I’m using LangSmith to assess outputs and I’m curious about the built-in evaluators available for use. Although the documentation mentions several built-in options, it doesn’t provide a comprehensive list.
While I know “validity” is an option, I would like to learn about any additional criteria that may be available. Can anyone guide me on how to access this information or direct me to the relevant documentation?
quick tip - run dir() on EvaluateSetup.Criteria to see what methods and attribs are available. LangSmith often has more criteria than what’s in the docs. also worth checkin their GitHub issues - people post undocumented criteria they’ve found there all the time.
I’ve found LangSmith has several built-in criteria besides “validity” through trial and error. The ones that work for me: “helpfulness”, “harmlessness”, “relevance”, “coherence”, and “conciseness”. “Correctness” is solid for factual content too.
There’s no easy programmatic way to get the full list that I know of. I check the LangSmith web interface under evaluation settings - dropdown menus sometimes show what’s available. You can try looking at EvaluateSetup.Criteria class docs in your IDE or use Python’s help() function, but it’s hit-or-miss.
I’d test these criteria names in your setup to see what’s currently supported. The options seem to grow with updates.
I’ve run into this with LangSmith evaluations too. Use inspect.getmembers() on the Criteria class instead of just checking the directory - it’ll show you what’s actually available. Some criteria are version and region specific, so what works in one instance might not work in another. The evaluation framework gets updated constantly but the docs don’t keep up. Here’s what worked for me: open the web interface and check the network requests in browser dev tools. You’ll see exactly which criteria names get sent to the API endpoints. I found several criteria this way that aren’t documented anywhere, including some domain-specific ones. Just heads up - some criteria need extra config parameters beyond the name string, so you’ll still need to test each one to figure out how they actually work.
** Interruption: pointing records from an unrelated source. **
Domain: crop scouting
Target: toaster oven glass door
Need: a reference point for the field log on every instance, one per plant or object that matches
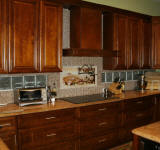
(30, 95)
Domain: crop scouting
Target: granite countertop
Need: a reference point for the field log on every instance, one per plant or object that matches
(3, 145)
(151, 131)
(13, 109)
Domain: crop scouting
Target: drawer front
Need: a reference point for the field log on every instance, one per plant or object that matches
(100, 142)
(45, 118)
(139, 103)
(99, 126)
(70, 145)
(43, 136)
(10, 140)
(7, 124)
(99, 110)
(138, 117)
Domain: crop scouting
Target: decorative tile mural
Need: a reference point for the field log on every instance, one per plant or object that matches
(78, 76)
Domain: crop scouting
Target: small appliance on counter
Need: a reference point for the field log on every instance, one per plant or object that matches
(30, 96)
(117, 87)
(142, 83)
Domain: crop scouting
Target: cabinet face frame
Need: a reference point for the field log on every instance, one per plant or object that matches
(155, 42)
(50, 32)
(3, 37)
(23, 13)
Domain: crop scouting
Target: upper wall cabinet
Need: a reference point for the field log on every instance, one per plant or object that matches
(33, 36)
(131, 37)
(23, 39)
(156, 42)
(134, 42)
(51, 37)
(115, 39)
(146, 45)
(3, 52)
(85, 31)
(86, 28)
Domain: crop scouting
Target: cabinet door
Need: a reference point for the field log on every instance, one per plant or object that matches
(23, 39)
(91, 28)
(134, 28)
(115, 39)
(86, 28)
(120, 40)
(147, 43)
(51, 37)
(3, 52)
(156, 43)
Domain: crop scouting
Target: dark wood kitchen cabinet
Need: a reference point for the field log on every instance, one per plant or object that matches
(134, 42)
(23, 39)
(156, 42)
(8, 132)
(51, 37)
(35, 41)
(54, 128)
(86, 28)
(99, 126)
(157, 108)
(146, 50)
(137, 112)
(115, 39)
(124, 34)
(3, 43)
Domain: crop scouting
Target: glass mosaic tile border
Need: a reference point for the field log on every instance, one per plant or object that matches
(26, 81)
(125, 75)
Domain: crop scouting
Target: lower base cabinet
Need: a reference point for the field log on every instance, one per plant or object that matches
(67, 145)
(92, 127)
(100, 142)
(10, 139)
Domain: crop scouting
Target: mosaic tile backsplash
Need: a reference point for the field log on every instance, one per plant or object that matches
(16, 82)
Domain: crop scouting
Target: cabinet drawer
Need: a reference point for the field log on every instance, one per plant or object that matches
(10, 140)
(45, 135)
(99, 110)
(139, 103)
(138, 117)
(45, 118)
(100, 142)
(69, 145)
(99, 126)
(7, 124)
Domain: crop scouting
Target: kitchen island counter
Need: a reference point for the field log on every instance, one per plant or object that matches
(3, 145)
(13, 109)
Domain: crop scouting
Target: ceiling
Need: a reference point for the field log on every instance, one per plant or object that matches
(149, 7)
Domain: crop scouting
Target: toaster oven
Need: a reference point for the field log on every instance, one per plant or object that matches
(30, 96)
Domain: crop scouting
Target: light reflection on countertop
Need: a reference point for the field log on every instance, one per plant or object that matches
(13, 109)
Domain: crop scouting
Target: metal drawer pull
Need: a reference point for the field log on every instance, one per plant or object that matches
(102, 109)
(139, 102)
(5, 125)
(139, 115)
(50, 118)
(53, 134)
(102, 123)
(102, 141)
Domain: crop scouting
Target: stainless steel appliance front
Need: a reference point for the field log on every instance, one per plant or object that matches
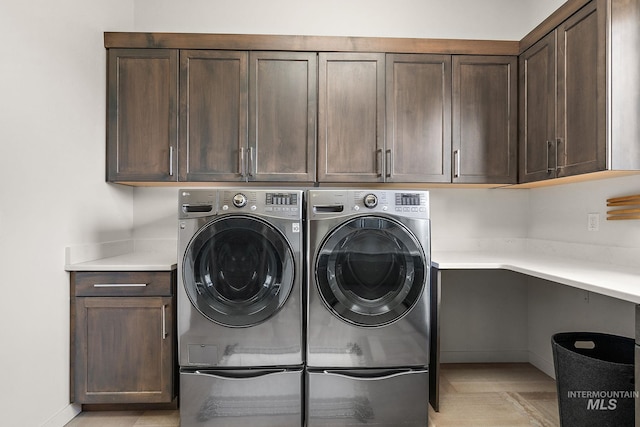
(368, 279)
(240, 310)
(367, 308)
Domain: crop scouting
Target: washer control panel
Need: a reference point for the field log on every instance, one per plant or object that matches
(279, 204)
(407, 203)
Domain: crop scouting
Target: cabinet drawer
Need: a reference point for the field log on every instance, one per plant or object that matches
(122, 283)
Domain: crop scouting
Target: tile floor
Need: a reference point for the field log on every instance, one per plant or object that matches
(472, 395)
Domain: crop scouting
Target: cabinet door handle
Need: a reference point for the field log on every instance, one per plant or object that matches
(250, 171)
(549, 147)
(164, 321)
(171, 160)
(119, 285)
(241, 168)
(388, 163)
(378, 162)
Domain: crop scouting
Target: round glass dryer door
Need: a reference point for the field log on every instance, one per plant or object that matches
(238, 271)
(370, 271)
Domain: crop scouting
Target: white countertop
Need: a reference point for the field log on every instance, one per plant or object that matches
(607, 279)
(133, 261)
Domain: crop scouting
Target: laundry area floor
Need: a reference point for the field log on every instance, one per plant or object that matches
(471, 395)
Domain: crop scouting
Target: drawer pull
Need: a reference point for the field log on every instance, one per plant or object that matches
(119, 285)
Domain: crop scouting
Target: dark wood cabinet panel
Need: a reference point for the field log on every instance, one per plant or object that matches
(418, 143)
(142, 114)
(581, 94)
(123, 341)
(564, 75)
(484, 119)
(537, 140)
(282, 116)
(213, 115)
(351, 117)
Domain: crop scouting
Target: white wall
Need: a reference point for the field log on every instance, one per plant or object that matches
(560, 213)
(462, 19)
(52, 189)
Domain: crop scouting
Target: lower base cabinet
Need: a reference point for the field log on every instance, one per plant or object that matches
(123, 337)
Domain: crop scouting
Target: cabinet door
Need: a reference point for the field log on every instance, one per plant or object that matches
(123, 350)
(537, 140)
(142, 116)
(351, 117)
(282, 116)
(213, 115)
(485, 119)
(581, 94)
(418, 144)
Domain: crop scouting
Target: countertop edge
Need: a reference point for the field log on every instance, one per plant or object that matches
(612, 280)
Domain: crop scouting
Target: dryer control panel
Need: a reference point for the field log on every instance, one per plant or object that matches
(413, 203)
(279, 204)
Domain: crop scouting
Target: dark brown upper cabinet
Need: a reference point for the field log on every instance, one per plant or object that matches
(142, 115)
(351, 117)
(247, 116)
(418, 104)
(282, 116)
(485, 119)
(579, 90)
(214, 90)
(538, 90)
(563, 107)
(384, 118)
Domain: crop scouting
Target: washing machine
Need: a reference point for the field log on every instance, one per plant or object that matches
(240, 311)
(368, 307)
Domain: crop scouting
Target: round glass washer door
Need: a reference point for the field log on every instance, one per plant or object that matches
(238, 271)
(370, 271)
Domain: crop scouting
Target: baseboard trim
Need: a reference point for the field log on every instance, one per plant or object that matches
(503, 356)
(62, 417)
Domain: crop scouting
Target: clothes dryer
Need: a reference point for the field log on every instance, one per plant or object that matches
(368, 307)
(240, 309)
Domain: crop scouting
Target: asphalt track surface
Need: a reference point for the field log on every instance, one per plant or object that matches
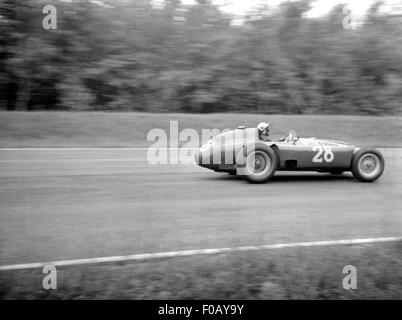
(82, 203)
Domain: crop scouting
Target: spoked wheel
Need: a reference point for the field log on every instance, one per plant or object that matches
(259, 164)
(368, 165)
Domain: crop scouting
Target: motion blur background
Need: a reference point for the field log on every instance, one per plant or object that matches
(197, 56)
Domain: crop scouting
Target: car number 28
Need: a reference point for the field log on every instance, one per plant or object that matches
(324, 153)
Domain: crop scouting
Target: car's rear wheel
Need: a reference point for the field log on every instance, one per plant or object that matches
(259, 164)
(367, 165)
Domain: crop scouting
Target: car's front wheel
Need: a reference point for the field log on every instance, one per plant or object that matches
(367, 165)
(258, 164)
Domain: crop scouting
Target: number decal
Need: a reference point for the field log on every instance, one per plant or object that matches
(317, 157)
(325, 154)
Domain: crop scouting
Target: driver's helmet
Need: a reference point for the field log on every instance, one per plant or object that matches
(263, 128)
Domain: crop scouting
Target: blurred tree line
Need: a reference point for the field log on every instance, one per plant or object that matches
(133, 55)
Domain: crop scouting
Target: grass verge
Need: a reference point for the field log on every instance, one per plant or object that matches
(293, 273)
(102, 129)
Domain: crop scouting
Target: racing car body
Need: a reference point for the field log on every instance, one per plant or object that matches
(245, 152)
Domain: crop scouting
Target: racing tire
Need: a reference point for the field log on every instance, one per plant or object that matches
(258, 164)
(367, 165)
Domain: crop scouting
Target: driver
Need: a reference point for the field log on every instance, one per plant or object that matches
(263, 131)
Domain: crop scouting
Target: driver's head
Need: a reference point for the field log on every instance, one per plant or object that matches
(263, 128)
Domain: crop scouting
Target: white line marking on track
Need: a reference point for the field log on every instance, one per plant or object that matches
(171, 254)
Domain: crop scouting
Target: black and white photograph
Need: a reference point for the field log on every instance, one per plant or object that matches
(201, 154)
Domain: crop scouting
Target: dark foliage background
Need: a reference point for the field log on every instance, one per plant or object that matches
(134, 56)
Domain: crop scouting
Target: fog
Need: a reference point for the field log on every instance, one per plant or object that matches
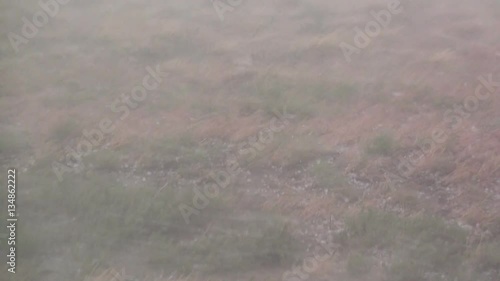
(250, 140)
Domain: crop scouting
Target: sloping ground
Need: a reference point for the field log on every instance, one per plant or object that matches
(399, 128)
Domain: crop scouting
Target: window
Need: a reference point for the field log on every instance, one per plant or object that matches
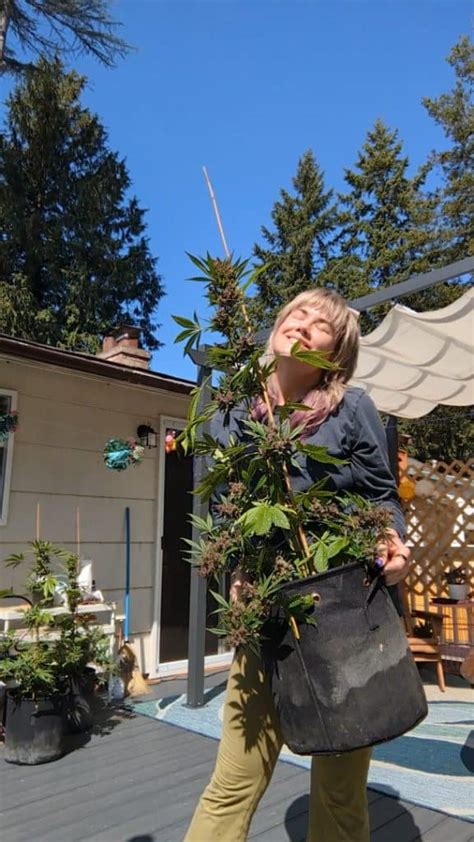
(7, 404)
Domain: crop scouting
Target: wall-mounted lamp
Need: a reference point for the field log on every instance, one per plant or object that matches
(147, 436)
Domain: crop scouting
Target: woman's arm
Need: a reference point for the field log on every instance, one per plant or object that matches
(371, 471)
(374, 480)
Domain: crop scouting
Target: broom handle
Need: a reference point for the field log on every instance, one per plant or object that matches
(127, 573)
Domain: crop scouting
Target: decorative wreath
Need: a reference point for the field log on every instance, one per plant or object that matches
(8, 424)
(119, 454)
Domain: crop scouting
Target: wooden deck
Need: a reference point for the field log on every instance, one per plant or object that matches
(136, 780)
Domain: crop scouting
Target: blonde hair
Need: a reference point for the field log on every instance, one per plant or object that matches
(325, 397)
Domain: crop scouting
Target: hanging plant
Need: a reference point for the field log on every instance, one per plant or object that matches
(119, 454)
(170, 441)
(8, 424)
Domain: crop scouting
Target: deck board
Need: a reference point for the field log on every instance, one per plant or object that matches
(136, 780)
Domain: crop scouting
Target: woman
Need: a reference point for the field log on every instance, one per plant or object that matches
(344, 420)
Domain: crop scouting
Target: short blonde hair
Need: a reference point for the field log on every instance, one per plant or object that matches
(329, 391)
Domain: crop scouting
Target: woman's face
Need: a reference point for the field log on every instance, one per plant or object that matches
(307, 325)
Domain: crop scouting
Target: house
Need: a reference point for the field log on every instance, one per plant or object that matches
(69, 405)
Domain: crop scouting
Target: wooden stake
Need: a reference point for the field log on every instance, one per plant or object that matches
(78, 532)
(216, 211)
(301, 534)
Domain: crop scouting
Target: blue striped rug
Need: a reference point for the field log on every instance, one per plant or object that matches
(432, 766)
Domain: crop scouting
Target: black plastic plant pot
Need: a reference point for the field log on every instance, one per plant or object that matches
(350, 680)
(77, 705)
(33, 731)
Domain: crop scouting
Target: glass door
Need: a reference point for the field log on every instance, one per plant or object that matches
(176, 569)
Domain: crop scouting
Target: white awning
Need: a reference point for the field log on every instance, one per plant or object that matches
(414, 361)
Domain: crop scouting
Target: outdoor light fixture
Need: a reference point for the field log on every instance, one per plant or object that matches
(147, 436)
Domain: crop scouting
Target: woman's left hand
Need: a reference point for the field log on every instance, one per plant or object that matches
(396, 558)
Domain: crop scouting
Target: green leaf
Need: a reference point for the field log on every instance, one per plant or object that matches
(220, 599)
(317, 359)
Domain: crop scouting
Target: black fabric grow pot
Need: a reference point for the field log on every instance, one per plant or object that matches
(33, 730)
(350, 680)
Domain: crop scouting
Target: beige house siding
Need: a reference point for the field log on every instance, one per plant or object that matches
(65, 419)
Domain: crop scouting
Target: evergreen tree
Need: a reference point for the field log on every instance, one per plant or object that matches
(454, 112)
(52, 27)
(386, 230)
(74, 257)
(298, 246)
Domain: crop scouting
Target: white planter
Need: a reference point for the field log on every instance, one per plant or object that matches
(458, 592)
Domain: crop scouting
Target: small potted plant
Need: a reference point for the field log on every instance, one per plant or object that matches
(43, 663)
(456, 580)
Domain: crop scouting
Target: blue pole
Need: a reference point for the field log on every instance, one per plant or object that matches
(127, 573)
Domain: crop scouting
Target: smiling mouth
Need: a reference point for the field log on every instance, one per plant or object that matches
(299, 339)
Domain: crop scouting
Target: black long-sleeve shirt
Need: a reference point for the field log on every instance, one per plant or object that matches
(353, 432)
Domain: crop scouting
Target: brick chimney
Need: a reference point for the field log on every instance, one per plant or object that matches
(123, 347)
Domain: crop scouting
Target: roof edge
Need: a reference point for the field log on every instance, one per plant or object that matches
(26, 349)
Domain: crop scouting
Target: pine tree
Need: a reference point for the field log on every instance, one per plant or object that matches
(454, 112)
(299, 244)
(386, 231)
(52, 27)
(74, 256)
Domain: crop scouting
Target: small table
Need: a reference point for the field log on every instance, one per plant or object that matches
(102, 614)
(458, 634)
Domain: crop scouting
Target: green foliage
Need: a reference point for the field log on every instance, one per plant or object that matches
(59, 645)
(446, 434)
(74, 256)
(51, 27)
(256, 521)
(386, 223)
(454, 113)
(299, 245)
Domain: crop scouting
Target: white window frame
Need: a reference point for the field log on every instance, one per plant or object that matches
(8, 444)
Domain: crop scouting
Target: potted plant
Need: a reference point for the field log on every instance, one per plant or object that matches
(301, 550)
(43, 663)
(456, 579)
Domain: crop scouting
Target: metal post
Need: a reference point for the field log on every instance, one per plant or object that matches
(391, 433)
(198, 594)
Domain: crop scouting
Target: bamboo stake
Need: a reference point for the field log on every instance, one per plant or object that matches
(78, 532)
(37, 523)
(303, 542)
(216, 211)
(301, 535)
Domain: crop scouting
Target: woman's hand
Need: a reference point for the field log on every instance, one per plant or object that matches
(237, 580)
(395, 556)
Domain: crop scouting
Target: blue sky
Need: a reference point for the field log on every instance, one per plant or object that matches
(245, 87)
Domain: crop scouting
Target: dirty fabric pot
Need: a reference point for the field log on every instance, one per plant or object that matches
(33, 731)
(350, 681)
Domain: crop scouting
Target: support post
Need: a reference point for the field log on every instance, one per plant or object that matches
(198, 594)
(391, 434)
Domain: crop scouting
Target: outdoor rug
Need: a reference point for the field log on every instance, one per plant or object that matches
(432, 766)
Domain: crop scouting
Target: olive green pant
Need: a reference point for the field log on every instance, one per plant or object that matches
(248, 751)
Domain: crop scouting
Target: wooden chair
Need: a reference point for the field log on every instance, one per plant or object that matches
(424, 649)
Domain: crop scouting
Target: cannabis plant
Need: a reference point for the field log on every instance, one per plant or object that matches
(57, 646)
(256, 520)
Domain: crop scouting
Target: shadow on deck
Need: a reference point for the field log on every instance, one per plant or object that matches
(137, 780)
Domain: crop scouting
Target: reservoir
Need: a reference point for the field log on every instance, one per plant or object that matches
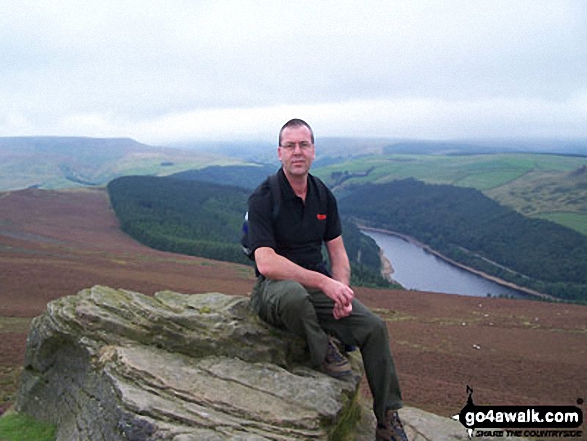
(415, 268)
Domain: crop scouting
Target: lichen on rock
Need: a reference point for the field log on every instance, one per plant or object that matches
(110, 364)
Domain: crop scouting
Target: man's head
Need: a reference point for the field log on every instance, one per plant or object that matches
(296, 148)
(296, 123)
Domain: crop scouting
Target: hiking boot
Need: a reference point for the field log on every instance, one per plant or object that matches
(335, 364)
(392, 429)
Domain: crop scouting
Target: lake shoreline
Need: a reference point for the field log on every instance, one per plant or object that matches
(386, 264)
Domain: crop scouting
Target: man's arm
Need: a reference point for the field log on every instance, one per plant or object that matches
(276, 267)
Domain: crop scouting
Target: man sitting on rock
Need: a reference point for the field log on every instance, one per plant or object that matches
(296, 291)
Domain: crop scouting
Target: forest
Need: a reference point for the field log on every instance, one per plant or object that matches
(470, 228)
(205, 219)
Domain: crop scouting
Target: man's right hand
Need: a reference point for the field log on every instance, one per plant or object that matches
(343, 297)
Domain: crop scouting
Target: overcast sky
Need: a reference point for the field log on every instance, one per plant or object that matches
(168, 71)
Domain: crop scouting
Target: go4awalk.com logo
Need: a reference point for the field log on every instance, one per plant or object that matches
(521, 421)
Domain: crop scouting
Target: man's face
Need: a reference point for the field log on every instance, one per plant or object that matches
(296, 151)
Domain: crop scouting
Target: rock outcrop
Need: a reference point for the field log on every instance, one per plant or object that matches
(112, 365)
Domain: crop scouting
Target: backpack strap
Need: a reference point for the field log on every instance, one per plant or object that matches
(275, 195)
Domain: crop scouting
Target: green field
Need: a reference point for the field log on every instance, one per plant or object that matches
(552, 187)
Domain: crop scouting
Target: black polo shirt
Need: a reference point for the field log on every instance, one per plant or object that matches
(298, 230)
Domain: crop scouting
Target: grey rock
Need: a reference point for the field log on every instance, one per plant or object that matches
(109, 364)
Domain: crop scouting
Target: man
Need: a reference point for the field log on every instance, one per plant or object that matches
(295, 290)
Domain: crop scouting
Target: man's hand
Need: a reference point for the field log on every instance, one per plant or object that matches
(342, 295)
(344, 311)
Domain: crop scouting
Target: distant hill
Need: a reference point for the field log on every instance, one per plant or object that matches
(204, 219)
(63, 162)
(547, 186)
(246, 176)
(472, 229)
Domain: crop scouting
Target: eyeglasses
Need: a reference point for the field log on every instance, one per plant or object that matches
(291, 146)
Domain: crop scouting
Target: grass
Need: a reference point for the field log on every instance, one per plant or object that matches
(575, 221)
(19, 427)
(535, 185)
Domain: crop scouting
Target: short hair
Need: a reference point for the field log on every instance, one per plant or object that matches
(296, 122)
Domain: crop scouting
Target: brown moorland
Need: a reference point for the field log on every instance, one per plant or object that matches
(55, 243)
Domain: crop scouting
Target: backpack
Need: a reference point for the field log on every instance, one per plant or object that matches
(276, 200)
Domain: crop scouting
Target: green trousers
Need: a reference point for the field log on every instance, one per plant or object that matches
(308, 313)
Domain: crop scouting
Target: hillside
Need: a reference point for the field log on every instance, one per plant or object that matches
(66, 162)
(205, 219)
(538, 185)
(472, 229)
(54, 243)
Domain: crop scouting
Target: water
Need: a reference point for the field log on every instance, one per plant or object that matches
(414, 268)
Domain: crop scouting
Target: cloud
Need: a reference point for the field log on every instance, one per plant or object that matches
(164, 71)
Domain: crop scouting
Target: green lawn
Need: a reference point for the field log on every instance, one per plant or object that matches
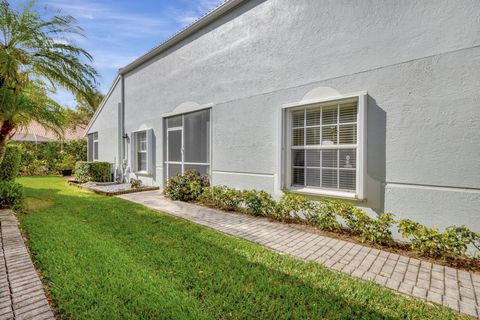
(106, 258)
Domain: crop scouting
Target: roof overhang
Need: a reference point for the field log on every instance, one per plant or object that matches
(192, 28)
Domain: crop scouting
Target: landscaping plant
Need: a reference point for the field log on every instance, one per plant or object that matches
(186, 187)
(108, 258)
(258, 203)
(96, 171)
(11, 195)
(326, 214)
(135, 183)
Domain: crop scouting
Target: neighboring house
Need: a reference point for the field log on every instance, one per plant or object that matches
(36, 133)
(373, 101)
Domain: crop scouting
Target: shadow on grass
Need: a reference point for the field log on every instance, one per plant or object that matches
(226, 277)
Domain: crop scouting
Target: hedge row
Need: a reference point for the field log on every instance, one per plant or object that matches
(11, 193)
(93, 171)
(331, 215)
(10, 165)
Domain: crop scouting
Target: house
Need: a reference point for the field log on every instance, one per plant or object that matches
(36, 133)
(377, 102)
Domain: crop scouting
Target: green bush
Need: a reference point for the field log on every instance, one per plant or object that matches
(331, 215)
(66, 162)
(186, 187)
(135, 183)
(292, 205)
(222, 197)
(93, 171)
(431, 242)
(46, 158)
(323, 216)
(76, 149)
(10, 165)
(11, 195)
(375, 230)
(258, 203)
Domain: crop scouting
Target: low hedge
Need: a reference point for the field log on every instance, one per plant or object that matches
(331, 215)
(11, 195)
(93, 171)
(10, 165)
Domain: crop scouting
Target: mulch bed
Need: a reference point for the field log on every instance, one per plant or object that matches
(98, 189)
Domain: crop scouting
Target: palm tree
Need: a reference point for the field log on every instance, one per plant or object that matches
(85, 109)
(36, 57)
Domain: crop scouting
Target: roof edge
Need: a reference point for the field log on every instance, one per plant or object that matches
(100, 107)
(181, 35)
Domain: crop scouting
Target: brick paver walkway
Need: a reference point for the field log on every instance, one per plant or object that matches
(21, 291)
(456, 289)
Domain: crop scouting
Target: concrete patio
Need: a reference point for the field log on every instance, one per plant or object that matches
(21, 292)
(456, 289)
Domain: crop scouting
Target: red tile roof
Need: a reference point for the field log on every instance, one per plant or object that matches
(35, 132)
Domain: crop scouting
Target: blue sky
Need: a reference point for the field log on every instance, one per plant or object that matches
(119, 31)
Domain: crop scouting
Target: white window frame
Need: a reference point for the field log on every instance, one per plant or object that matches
(135, 153)
(361, 145)
(95, 142)
(182, 128)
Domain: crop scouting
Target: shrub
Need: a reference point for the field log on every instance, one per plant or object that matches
(186, 187)
(135, 183)
(11, 195)
(258, 203)
(66, 162)
(292, 205)
(458, 238)
(10, 165)
(222, 197)
(323, 216)
(431, 242)
(93, 171)
(76, 149)
(376, 230)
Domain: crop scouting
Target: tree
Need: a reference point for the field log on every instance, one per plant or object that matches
(36, 56)
(85, 109)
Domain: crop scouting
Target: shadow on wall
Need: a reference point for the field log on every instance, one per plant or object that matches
(376, 158)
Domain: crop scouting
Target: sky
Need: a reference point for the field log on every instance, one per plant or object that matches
(118, 31)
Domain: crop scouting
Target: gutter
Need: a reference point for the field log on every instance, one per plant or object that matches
(191, 29)
(216, 13)
(121, 130)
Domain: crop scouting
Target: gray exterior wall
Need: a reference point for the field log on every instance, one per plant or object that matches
(419, 61)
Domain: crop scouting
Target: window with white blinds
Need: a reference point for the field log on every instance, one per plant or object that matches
(323, 146)
(141, 141)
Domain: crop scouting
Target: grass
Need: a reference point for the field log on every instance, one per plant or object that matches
(105, 257)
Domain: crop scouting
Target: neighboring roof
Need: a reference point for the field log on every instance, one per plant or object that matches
(100, 107)
(201, 22)
(35, 132)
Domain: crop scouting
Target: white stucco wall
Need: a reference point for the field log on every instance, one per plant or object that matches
(418, 60)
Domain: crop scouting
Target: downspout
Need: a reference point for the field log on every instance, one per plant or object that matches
(121, 132)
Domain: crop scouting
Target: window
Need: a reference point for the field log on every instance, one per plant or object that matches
(93, 146)
(187, 141)
(141, 141)
(142, 154)
(324, 148)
Check LangSmith’s GitHub repo directly. I ran into the same documentation gaps and this is what worked for me. Go to the evaluation modules and find the criteria validation files - they’ve got hardcoded lists of all the supported criteria names that you can’t get through the regular API. I found stuff like “consistency”, “clarity”, and “bias” that way, none of which were in the official docs. The source code’s always more up-to-date than their documentation since it shows what’s actually built. You can also grep for criteria pattern matching - try searching “VALID_CRITERIA” or “SUPPORTED_EVALUATORS”. This trick also showed me that some criteria only work in certain deployments.
Been there with LangSmith’s evaluation criteria hunt. Manual testing works but gets tedious fast across multiple projects.
I built simple automation that queries all available criteria systematically. Instead of guessing or checking dropdowns manually, I created a workflow that tests each potential criteria name against the API and logs what’s actually supported.
Best part? You can run it whenever LangSmith updates and auto-sync results to your docs or internal tools. No more hunting through interfaces or outdated documentation.
I used Latenode since it handles API calls, error handling, and result processing without tons of boilerplate code. Set it to run weekly and notify your team when new criteria drop.
Same pattern works for discovering other “hidden” API features where docs lag behind actual capabilities.
The LangSmith Python client has an undocumented method that helped me with this exact issue last month.
Import the client and check the schema definitions:
from langsmith import Client
client = Client()
# Look at the evaluation schema
print(client._get_evaluation_criteria_schema())
If that method doesn’t exist in your version, try introspecting the criteria validation logic instead. LangSmith validates criteria names server-side, so invalid ones throw specific errors that list valid options.
I wrote a quick script that intentionally passes garbage criteria names and parses the error responses. The API returns helpful errors like “Invalid criteria ‘xyz’. Valid options are: [list]”
This caught criteria like “factuality”, “completeness”, and “fluency” that I hadn’t seen documented anywhere. Way more reliable than guessing or checking UI dropdowns that might vary by environment.
Just wrap your evaluation setup in try-catch and log the error details when testing new criteria names.